I you may be shooting from the hip.
The foreign MRO's do not have to meet US FAA standards, much less EPA regulations, etc...
There does not exist a level playing field.
Cheaper labor aside:
1) they are not subject to a 15 year background check (by the FBI might be 5 years now, too old to remember)
2) they are not subject to drug testing.
3) they are not on the FAA radar and to the best of my knowledge have never been fined for shitty work, as USA maintenance has repeatedly.

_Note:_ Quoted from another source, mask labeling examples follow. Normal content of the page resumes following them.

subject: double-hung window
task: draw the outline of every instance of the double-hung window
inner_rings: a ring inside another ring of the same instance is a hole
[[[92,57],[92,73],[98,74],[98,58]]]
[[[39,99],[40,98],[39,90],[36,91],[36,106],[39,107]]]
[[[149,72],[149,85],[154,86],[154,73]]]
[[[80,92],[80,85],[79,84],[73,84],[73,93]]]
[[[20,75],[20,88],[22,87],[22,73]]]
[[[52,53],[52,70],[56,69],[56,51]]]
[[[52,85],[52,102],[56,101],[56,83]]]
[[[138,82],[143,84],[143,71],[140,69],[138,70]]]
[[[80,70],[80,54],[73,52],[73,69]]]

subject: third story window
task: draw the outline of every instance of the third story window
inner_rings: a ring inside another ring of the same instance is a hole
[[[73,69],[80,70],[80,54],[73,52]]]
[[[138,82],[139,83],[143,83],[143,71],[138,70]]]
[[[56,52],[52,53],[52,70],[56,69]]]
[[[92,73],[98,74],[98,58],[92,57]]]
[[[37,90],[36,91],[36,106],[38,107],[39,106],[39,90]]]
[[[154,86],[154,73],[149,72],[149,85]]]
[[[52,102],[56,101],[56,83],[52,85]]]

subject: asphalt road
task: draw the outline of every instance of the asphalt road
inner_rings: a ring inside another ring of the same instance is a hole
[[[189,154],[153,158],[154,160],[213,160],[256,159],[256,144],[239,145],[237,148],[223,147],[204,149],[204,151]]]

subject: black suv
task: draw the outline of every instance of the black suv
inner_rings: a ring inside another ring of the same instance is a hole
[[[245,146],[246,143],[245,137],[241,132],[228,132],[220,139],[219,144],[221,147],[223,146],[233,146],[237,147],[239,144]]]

Put us on a 'level' playing field at least.
B) xUT
The USA will find it difficult to impose all of our laws on foreign countries around the world. You've listed what's different about maintenance performed outside the USA, and you're right - the playing field is not level, but so what? I'm unconvinced that your list of differences makes outsourced maintenance categorically "not safe." Sure, there's some unsafe maintenance going on, both here and abroad, and I have no confidence that any FAA inspector has any ability to make it safe, either here or abroad. Like many government bureaucrats, they tend to get in the way and impose costs on airlines like AA and WN.
The OP appears to be concerned with the number of jobs, apparently hoping that wages will rise if all maintenance has to be performed in the USA. The AA experience proves that the OP's hopes are probably not going to be realized, as AA has more inhouse maintenance, with more inhouse M&R employees than any other airline, yet the workers enjoy the lowest mainline airline maintenance wages.
I don't see the OP's efforts resulting in safer planes or higher maintenance personnel wages, but I'm sure that reasonable people can disagree.